At 3:30am that night I woke up with unbearable pain in my knee, hip and wrist joints.  Startled, confused and worried it took me minutes to get out of bed, propping myself up with my stronger left wrist.  My right wrist was too sore to move and I could barely bend my knees.  Walking in a, had it not been so painful, comically rigid way trying to determine the source of the pain or optimistically ‘walk it off’, I was only getting worse.  I woke Nathan up to get me painkillers, pray for me and help me back into bed and spent most of the night insufferably aware of every movement I made.  At 8:30am we decided I was in fact, going to have a third date with A & E and after Nathan dressed  me (I wasn’t mobile enough to do it myself) we embarked on our third visit there.  Yet, even getting into the car I found myself thinking ‘Thank God I have the use of my left wrist or I wouldn’t be able to do anything!’

After examinations, blood tests, more pain meds and X-Rays, the doctor informed me I was having an allergic reaction to the antibiotics I had been prescribed the week earlier.  He sent me home and with anti-inflammatories, painkillers and with no antibiotics today I have swiftly improved, although I am still left with some joint pain which should fade in the next couple of days.  And thus, (hopefully) my sob story ends, but before you get out the tiny violins, now that I’ve explained my circumstances I want to share what I have learned from this experience in the hope that it will encourage others.

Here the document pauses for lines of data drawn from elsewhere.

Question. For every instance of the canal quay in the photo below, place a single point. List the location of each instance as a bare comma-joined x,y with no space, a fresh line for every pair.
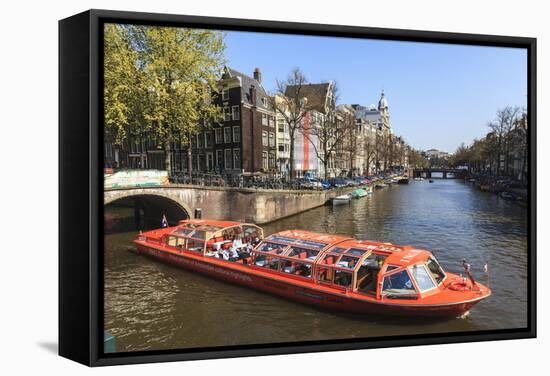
151,305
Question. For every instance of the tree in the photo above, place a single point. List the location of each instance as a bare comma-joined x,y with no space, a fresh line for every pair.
416,159
290,104
369,146
123,84
501,129
167,76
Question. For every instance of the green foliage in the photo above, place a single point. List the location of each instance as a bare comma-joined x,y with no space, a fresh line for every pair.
158,81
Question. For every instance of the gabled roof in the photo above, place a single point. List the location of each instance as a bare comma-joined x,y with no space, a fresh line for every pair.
316,94
246,83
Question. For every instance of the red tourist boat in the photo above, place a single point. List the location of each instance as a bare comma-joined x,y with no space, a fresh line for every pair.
329,271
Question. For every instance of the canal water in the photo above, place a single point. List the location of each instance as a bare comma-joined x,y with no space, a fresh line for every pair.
154,306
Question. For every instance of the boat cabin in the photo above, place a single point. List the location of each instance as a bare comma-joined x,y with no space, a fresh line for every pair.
210,237
378,270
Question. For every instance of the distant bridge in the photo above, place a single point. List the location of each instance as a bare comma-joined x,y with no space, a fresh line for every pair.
446,173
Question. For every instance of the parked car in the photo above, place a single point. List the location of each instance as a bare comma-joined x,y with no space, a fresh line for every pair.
338,182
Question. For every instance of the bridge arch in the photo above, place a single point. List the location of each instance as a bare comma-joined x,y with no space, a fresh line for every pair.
142,209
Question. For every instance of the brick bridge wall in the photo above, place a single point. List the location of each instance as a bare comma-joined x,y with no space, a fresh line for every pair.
240,204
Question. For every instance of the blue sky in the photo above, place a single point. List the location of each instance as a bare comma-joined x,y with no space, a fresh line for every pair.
439,95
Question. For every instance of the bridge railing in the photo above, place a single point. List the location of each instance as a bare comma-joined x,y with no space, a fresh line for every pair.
238,181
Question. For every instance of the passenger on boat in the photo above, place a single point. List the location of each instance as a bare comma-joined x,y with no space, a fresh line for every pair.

  1. There is always a reason to be thankful – had I not been sick, I wouldn’t have grown even closer to Andrea (we had a lot of time for big deep meaningful conversations), I had a loving network of husband, family and friends to support me and a group of prayer warriors battling for me (also proving the power of prayer)!
  2. Being totally helpless in my situation, I was totally reliant on God and his grace.
  3. I have had time to start blogging again!
  4. While I was on a gall bladder diet I learned lots about to what extent foods aid and harm your body.  I thought I had a reasonably healthy diet before, but now I’ve been encouraged to endeavour to be even healthier (though I will never give up my occasional treat!)
An ice lolly toast to good health!

An ice lolly toast to good health!

I’m sorry if this post has felt preachy; I merely intended to share a heartfelt reflection on what I have learned and how I have been blessed.  It was never my intention to ‘preach’ on this blog, but I guess in sharing part of who I am, my faith overflows into that.  At the risk of sounding even preachier, I would like to leave you with this Psalm, which some Moldovans suggested to Nathan that he share with me, and which really gives me a reason to hope:

Psalm 121

I lift up my eyes to the hills.
From where does my help come?
My help comes from the Lord,
who made heaven and earth.

He will not let your foot be moved;
he who keeps you will not slumber.
Behold, he who keeps Israel
will neither slumber nor sleep.

The Lord is your keeper;
the Lord is your shade on your right hand.
The sun shall not strike you by day,
nor the moon by night.

The Lord will keep you from all evil;
he will keep your life.
The Lord will keep
your going out and your coming in
from this time forth and forevermore.